Il Pirellone pensa a chi è rimasto senza niente: aiuti per i lavoratori 'dimenticati' dal governo

L'annuncio di Fontana: "Misure per i lavoratori esclusi dai ristori governativi". Le sue parole

I sindacati chiamano. Il governatore rispondere. Attilio Fontana, presidente di regione Lombardia, ha annunciato lunedì sera che lui stesso in prima persona ha studiato una serie di sussidi per i lavoratori autonomi che stanno facendo i conti con gli effetti economici dell'epidemia di coronavirus e che sono stati in qualche modo dimenticati dal governo. 

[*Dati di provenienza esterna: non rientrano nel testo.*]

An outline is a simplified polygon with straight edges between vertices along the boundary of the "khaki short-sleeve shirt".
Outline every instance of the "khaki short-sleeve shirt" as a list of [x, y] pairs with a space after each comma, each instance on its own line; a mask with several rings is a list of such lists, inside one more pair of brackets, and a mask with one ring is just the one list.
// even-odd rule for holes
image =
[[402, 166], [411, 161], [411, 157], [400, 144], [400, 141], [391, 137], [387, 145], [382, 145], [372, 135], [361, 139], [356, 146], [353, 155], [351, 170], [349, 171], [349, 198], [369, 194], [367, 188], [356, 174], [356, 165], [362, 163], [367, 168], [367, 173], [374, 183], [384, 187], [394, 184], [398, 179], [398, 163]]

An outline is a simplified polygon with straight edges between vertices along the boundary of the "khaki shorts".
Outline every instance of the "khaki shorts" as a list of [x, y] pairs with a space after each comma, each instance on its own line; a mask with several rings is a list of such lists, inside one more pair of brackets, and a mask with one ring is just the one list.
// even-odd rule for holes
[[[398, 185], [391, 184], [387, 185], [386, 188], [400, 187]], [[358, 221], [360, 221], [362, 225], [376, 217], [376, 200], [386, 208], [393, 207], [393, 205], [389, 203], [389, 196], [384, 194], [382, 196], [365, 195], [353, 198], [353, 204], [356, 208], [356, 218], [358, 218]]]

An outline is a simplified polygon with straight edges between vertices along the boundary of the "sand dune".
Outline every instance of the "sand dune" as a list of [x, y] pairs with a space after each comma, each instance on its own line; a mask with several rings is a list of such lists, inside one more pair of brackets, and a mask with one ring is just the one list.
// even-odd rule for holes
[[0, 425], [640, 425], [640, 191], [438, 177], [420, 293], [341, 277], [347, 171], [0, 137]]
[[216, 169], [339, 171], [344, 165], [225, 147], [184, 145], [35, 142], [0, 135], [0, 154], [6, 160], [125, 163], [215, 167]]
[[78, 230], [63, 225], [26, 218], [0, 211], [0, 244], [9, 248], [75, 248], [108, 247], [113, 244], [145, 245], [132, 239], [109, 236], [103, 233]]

Le parole del presidente lombardo sono arrivate proprio dopo l'appello di Cgil, Cisl e Uil che poche ore prima avevano indirizzato una lettera all'esponente del Pirellone chiedendo di "estendere le tutele ai lavoratori autonomi, ai titolari di collaborazioni coordinate e continuative e agli occasionali". "È di tutta evidenza - avevano scritto i segretari confederali delle tre sigle - che alla crisi sanitaria si sta aggiungendo una crisi economica che comincia a incidere sempre più nel tessuto economico e sociale della Lombardia. Sebbene le necessarie restrizioni delle attività produttive di interi comparti siano già state affiancate da provvedimenti di ristoro economico, intere platee di lavoratori ne restano escluse e sono anche prive di altre forme di sostegno al reddito, con il rischio di un loro progressivo scivolamento in una condizione di marginalità sia economica sia sociale".

Quindi, ecco l'intervento del governatore che - ha spiegato - proporrà alla sua giunta "un impianto di interventi organico e integrativo rispetto alle misure statali, che prevede anche una misura specifica per i lavoratori autonomi senza partita Iva privi di qualunque forma di sostegno del reddito, rimasti totalmente esclusi da ogni forma di ristoro degli ultimi provvedimenti governativi".

"Dopo l'attenta analisi dei due provvedimenti di urgenza, i cosiddetti 'Decreti Ristori', - ha scritto il governatore della Lombardia agli esponenti sindacali - sono arrivato alla vostra stessa conclusione, ovvero che intere platee di lavoratori sono ancora escluse da ogni forma di tutela del reddito, così come intere filiere produttive lombarde non sono adeguatamente sostenute dai soli ristori governativi".

"A questi lavoratori - ha spiegato il presidente Fontana - prevediamo di erogare un contributo di sostegno al reddito attraverso la loro partecipazione al nostro sistema di politiche attive regionali della Dote Unica Lavoro, rafforzato dal nostro Avviso Comune del 21 ottobre scorso. L'assessore Melania Rizzoli - ha concluso Fontana - provvederà a condividere i conseguenti provvedimenti attuativi di competenza, attraverso le consuete interlocuzioni con le Parti Sociali".